I have the best success with over and out.


----------



## castaway300 (Oct 6, 2007)

*ants*

go with the over/out
over n out is the retail version of TopChoice.
top choice is .0143% fipronil
over n out is .0103% fipronil
1 year no ants.


----------



## trodery (Sep 13, 2006)

Do you know what kind of ants they are? I just learned of a new Ant just this Monday. I got to the office and there were MILLIONS of ants running around the outside of the building, I tried to follow it to a food source or something but never found one they were literally surroinding the whole building. I called our exterminator "ABC Pest Control", they came out and identified them as "Raspberry Ants" and said they were taking over Texas! He treated the area but said that it WOULD NOT control them, we would require a special treatment.

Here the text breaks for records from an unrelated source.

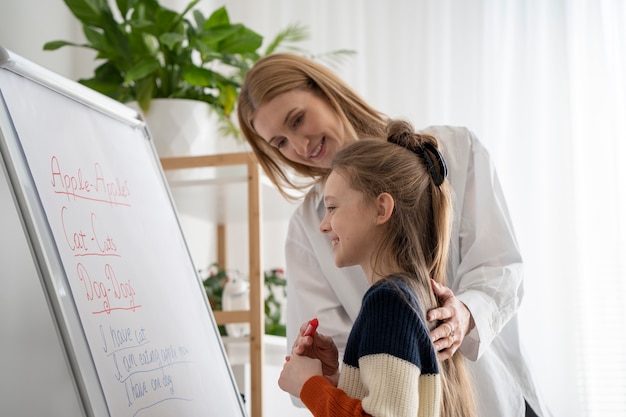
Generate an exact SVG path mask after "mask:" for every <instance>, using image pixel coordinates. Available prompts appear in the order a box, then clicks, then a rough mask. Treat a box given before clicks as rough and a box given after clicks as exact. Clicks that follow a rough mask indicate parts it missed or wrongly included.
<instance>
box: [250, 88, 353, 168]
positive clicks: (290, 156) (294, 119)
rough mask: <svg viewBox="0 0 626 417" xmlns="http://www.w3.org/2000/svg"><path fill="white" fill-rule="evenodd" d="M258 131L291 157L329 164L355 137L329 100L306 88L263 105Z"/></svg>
mask: <svg viewBox="0 0 626 417" xmlns="http://www.w3.org/2000/svg"><path fill="white" fill-rule="evenodd" d="M253 124H254V128H255V130H256V132H257V133H258V134H259V135H260V136H261V137H262V138H263V139H264V140H265V141H266V142H268V143H269V144H270V145H271V146H274V147H275V148H277V149H279V150H280V152H281V153H282V154H283V155H284V156H285V157H286V158H287V159H289V160H291V161H294V162H299V163H301V164H304V165H308V166H312V167H320V168H330V163H331V161H332V159H333V157H334V156H335V154H336V153H337V152H338V151H339V150H341V149H342V148H344V147H345V146H346V145H348V144H349V143H351V142H353V141H354V139H353V138H350V137H349V135H348V134H347V133H346V132H347V130H346V127H345V126H344V123H343V122H342V121H341V119H340V117H339V115H338V114H337V112H335V111H334V110H333V108H332V107H331V106H330V104H329V103H328V102H327V101H326V100H325V99H324V98H321V97H319V96H318V95H316V94H314V93H312V92H310V91H305V90H291V91H288V92H286V93H283V94H280V95H278V96H276V97H274V99H272V100H271V101H269V102H267V103H265V104H263V105H261V106H260V107H259V108H258V110H257V112H256V115H255V116H254V120H253Z"/></svg>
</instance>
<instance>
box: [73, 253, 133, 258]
mask: <svg viewBox="0 0 626 417" xmlns="http://www.w3.org/2000/svg"><path fill="white" fill-rule="evenodd" d="M74 256H115V257H118V258H121V257H122V255H120V254H119V253H97V252H89V253H76V254H74Z"/></svg>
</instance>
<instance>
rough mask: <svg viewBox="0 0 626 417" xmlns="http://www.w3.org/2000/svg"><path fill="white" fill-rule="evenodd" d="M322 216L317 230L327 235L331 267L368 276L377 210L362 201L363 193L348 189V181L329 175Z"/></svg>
mask: <svg viewBox="0 0 626 417" xmlns="http://www.w3.org/2000/svg"><path fill="white" fill-rule="evenodd" d="M324 205H325V206H326V214H325V215H324V218H323V219H322V222H321V224H320V230H321V231H322V232H323V233H326V234H328V237H329V238H330V242H331V244H332V246H333V253H334V256H335V265H337V267H339V268H341V267H344V266H352V265H360V266H361V268H362V269H363V272H365V275H366V276H367V277H370V276H371V265H370V259H371V256H372V253H373V251H374V248H375V245H376V243H377V234H376V233H377V210H376V205H375V204H373V203H370V204H367V203H366V202H365V201H364V200H363V193H361V192H359V191H356V190H354V189H353V188H350V186H349V184H348V181H346V179H345V178H344V177H343V176H342V175H340V174H338V173H337V172H336V171H333V172H331V173H330V175H329V176H328V179H327V180H326V185H325V188H324Z"/></svg>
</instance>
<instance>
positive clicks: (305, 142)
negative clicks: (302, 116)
mask: <svg viewBox="0 0 626 417" xmlns="http://www.w3.org/2000/svg"><path fill="white" fill-rule="evenodd" d="M293 149H294V150H295V151H296V153H297V154H298V155H300V156H302V157H305V158H306V157H307V156H308V153H309V140H308V139H307V138H305V137H296V138H294V139H293Z"/></svg>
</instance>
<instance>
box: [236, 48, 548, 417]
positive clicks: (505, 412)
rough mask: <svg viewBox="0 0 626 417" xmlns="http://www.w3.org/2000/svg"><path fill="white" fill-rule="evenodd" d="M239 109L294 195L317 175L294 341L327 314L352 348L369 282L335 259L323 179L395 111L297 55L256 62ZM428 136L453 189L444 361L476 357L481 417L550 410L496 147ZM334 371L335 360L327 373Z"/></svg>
mask: <svg viewBox="0 0 626 417" xmlns="http://www.w3.org/2000/svg"><path fill="white" fill-rule="evenodd" d="M237 113H238V118H239V125H240V128H241V131H242V133H243V135H244V136H245V138H246V140H247V141H248V143H249V144H250V146H251V147H252V149H253V151H254V152H255V154H256V156H257V158H258V160H259V163H260V164H261V166H262V167H263V169H264V171H265V173H266V174H267V176H268V177H269V178H270V180H271V181H272V182H273V183H274V184H275V185H276V186H277V187H278V189H279V190H280V191H281V192H283V194H284V195H285V196H287V197H288V196H289V195H290V193H291V192H292V191H293V190H305V189H307V187H308V186H310V185H311V184H314V186H313V188H312V189H311V190H310V191H309V192H308V194H307V196H306V198H305V199H304V201H303V202H302V204H301V205H300V206H299V207H298V209H297V210H296V211H295V213H294V214H293V216H292V218H291V219H290V223H289V231H288V236H287V241H286V244H285V248H286V252H285V254H286V262H287V264H286V270H287V276H288V280H289V284H288V285H289V290H288V303H287V339H288V344H289V345H290V346H291V345H292V344H293V343H294V341H295V340H296V338H297V337H298V336H299V326H300V323H303V322H304V321H306V320H308V319H310V318H311V317H318V318H319V320H320V323H322V325H321V327H320V331H321V332H323V333H325V334H326V335H328V336H330V337H332V339H333V340H334V341H335V343H336V344H337V347H338V348H339V351H340V352H343V349H344V347H345V344H346V340H347V337H348V333H349V331H350V328H351V327H352V324H353V322H354V320H355V319H356V316H357V314H358V312H359V309H360V305H361V297H362V296H363V294H364V293H365V291H366V290H367V281H366V279H365V278H364V276H363V273H362V271H361V270H360V269H359V268H358V267H350V268H342V269H338V268H337V267H335V265H334V262H333V254H332V247H331V246H330V244H329V242H328V240H327V239H325V238H324V236H322V235H321V234H320V233H319V230H318V225H319V222H320V221H321V219H322V217H323V215H324V206H323V202H322V199H321V192H320V189H321V188H320V187H321V186H320V183H321V181H323V180H324V178H325V177H326V176H327V175H328V173H329V168H330V163H331V161H332V159H333V157H334V156H335V154H336V153H337V152H338V151H339V150H341V149H342V148H344V147H345V146H347V145H349V144H350V143H352V142H354V141H355V140H358V139H359V138H367V137H371V138H384V137H385V136H384V135H385V132H384V129H385V126H386V124H387V117H386V116H385V115H384V114H382V113H380V112H378V111H376V110H375V109H373V108H372V107H371V106H369V105H368V104H367V103H366V102H365V101H364V100H363V99H362V98H360V97H359V95H358V94H356V93H355V92H354V91H353V90H352V89H351V88H350V87H349V86H348V85H346V84H345V83H344V82H343V81H342V80H341V79H339V78H338V77H337V76H336V75H335V74H333V73H332V72H331V71H329V70H328V69H327V68H325V67H324V66H322V65H320V64H318V63H316V62H314V61H311V60H308V59H306V58H302V57H299V56H297V55H292V54H274V55H269V56H267V57H265V58H263V59H261V60H259V61H257V63H256V64H255V65H254V67H253V68H252V69H251V70H250V71H249V72H248V73H247V74H246V78H245V80H244V84H243V87H242V90H241V93H240V96H239V101H238V107H237ZM422 133H429V134H432V135H433V136H435V137H437V138H438V140H439V141H440V145H441V147H442V151H443V154H444V157H445V158H446V161H447V162H448V168H449V179H450V184H451V185H452V188H453V195H454V200H453V205H454V208H453V211H454V220H453V225H452V237H451V244H450V257H449V261H448V267H447V280H448V285H449V286H450V289H448V288H446V287H443V286H438V285H435V286H434V290H435V293H436V295H437V297H438V298H439V299H440V300H441V301H442V302H443V306H442V307H439V308H435V309H433V310H430V311H428V312H427V319H428V320H429V321H440V322H441V323H440V325H439V326H437V327H436V328H435V329H433V330H432V331H431V339H432V340H433V342H434V345H435V349H436V350H437V352H438V355H439V358H440V359H441V360H445V359H447V358H450V357H451V356H452V355H453V354H454V352H455V351H456V350H457V349H460V351H461V353H462V354H463V355H464V356H465V357H466V358H468V359H469V360H470V362H468V367H469V370H470V373H471V374H472V377H473V379H474V381H475V386H476V387H477V401H478V414H479V415H480V416H485V417H490V416H494V417H501V416H507V417H509V416H510V417H519V416H524V415H525V413H526V409H527V403H529V404H530V406H531V407H530V408H529V409H528V412H529V413H528V414H527V415H531V416H532V415H534V414H532V410H535V411H536V412H537V413H539V415H543V416H546V415H547V414H545V413H543V412H542V410H541V405H540V404H539V401H538V399H537V396H536V392H535V388H534V384H533V381H532V378H531V376H530V373H529V372H528V369H527V367H526V364H525V361H524V358H523V357H522V354H521V352H520V346H519V341H518V328H517V319H516V316H515V314H516V312H517V309H518V307H519V303H520V301H521V298H522V295H523V287H522V259H521V256H520V253H519V250H518V247H517V242H516V239H515V235H514V233H513V227H512V224H511V220H510V218H509V214H508V212H507V208H506V202H505V200H504V196H503V194H502V190H501V188H500V185H499V181H498V178H497V175H496V173H495V169H494V167H493V165H492V163H491V160H490V157H489V154H488V153H487V151H486V150H485V148H484V147H483V146H482V144H481V143H480V142H479V141H478V139H477V138H476V137H475V136H474V135H473V134H472V132H470V131H468V130H467V129H464V128H455V127H449V126H437V127H430V128H427V129H424V130H423V131H422ZM316 334H317V333H316ZM314 341H315V342H318V343H316V345H317V344H319V343H321V341H318V339H317V338H315V337H314ZM316 347H318V346H316ZM319 348H320V349H321V348H322V347H321V346H319ZM296 353H298V352H296ZM334 371H336V369H332V366H327V367H326V368H325V375H330V374H332V372H334Z"/></svg>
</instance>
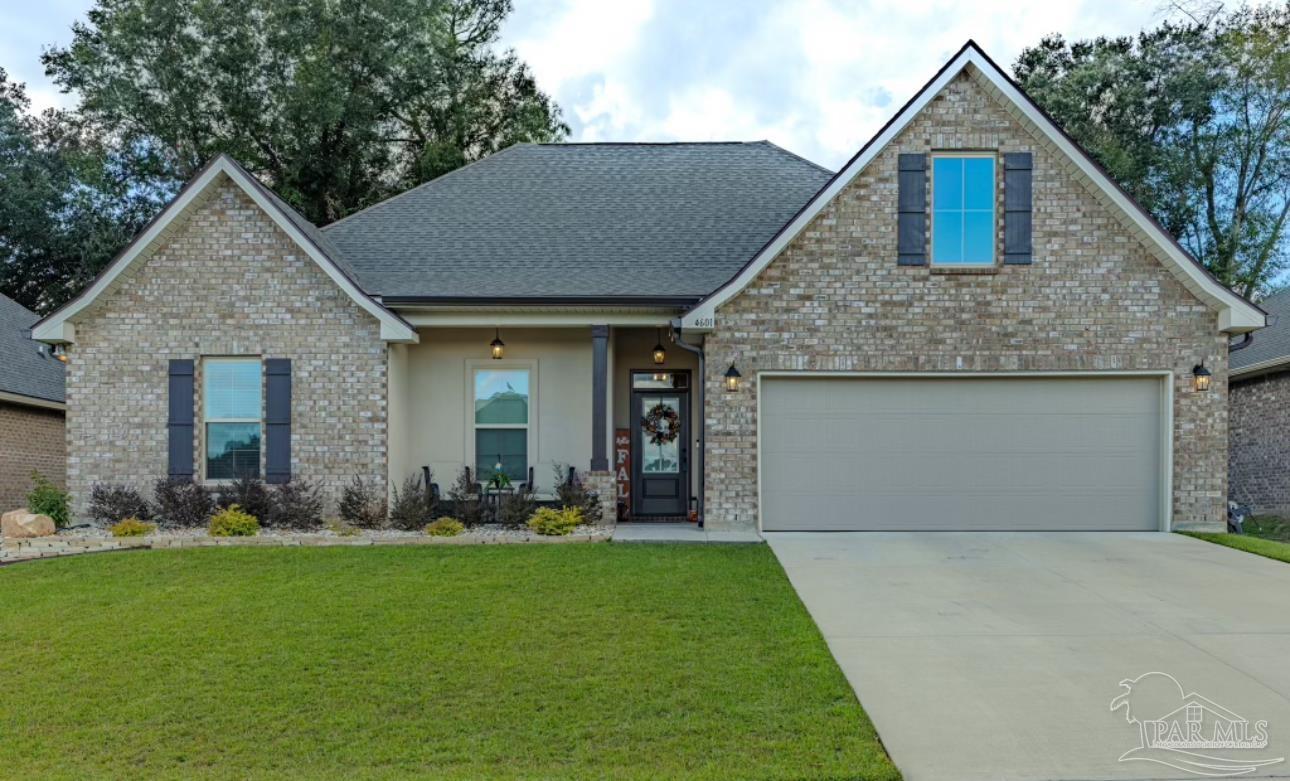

Google "Raspberry Ants"....here is one link to a Story http://www.kens5.com/homepage/tab1/stories/KENS20090518-Crazy_Ants.16288c43.html

"It's a potential ecological disaster, displacing everything in front of it, other insects. Some people think getting rid of insects is good but it's not good for the environment. Insects play a vital role. When you destroy insects, you destroy the food for birds and other animals that depend on these insect populations. It could affect our food supply, reducing the crop yield by 30 to 40 percent." 
The crazy ants even kill fire ants, which many may think is good news, but they are more destructive to homes and businesses than fire ants. They pack into electrical equipment in such dense numbers that they short out computers, air conditioning units and car computers.


----------



## Slim-N-None (Sep 16, 2005)

*Cutter Bug Free Backyard*

i was going to start a thread on this a while back but never got around to it. I was having the same problem, and tried the granuals from above but after two weeks the ants didn't go away. 7 dust whopped em, but only where I put it out and to coat the whole yard would take a small fortune. i had a pile of dead ants 2 inchs deep and 6 feet long and 6-8 inchs wide, inside my garage overnight with the seven dust. The only thing I have found that keeps them out of the yard is Cutter Bug free back yard. i have sprayed almost 3 acres. I can walk the property line and see the ants right on the other side, but have not seen any on my property. It took 4 or 5 bottles to do it all. It says it is good for up to 6 weeks i think, but I will respray every 4.

edit- i just re read your post. i think i have the ants that trodey is describing, as does everybody i know from the northside of houston to pearland. they don't have mounds and they don't bite. so i'm thinking they are different then the ones you are having problems with.


----------



## Row vs Wade (Jul 7, 2009)

If they are raspberry ants you can kill but not prevent with Termidor (must be applied proffesionally).


----------



## gator (May 22, 2004)

IF you want to use an organic solution you can broadcast dry molassis at 20#s per 1000 square feet and this will repell ants. It also takes the place of a fertilizer application. Check out dirtdoctor.com


----------



## castaway300 (Oct 6, 2007)

Row vs Wade said:


> If they are raspberry ants you can kill but not prevent with Termidor (must be applied proffesionally).


I think termidor is the liquid fipronil
fipronil is the active indgrident in top choice.


----------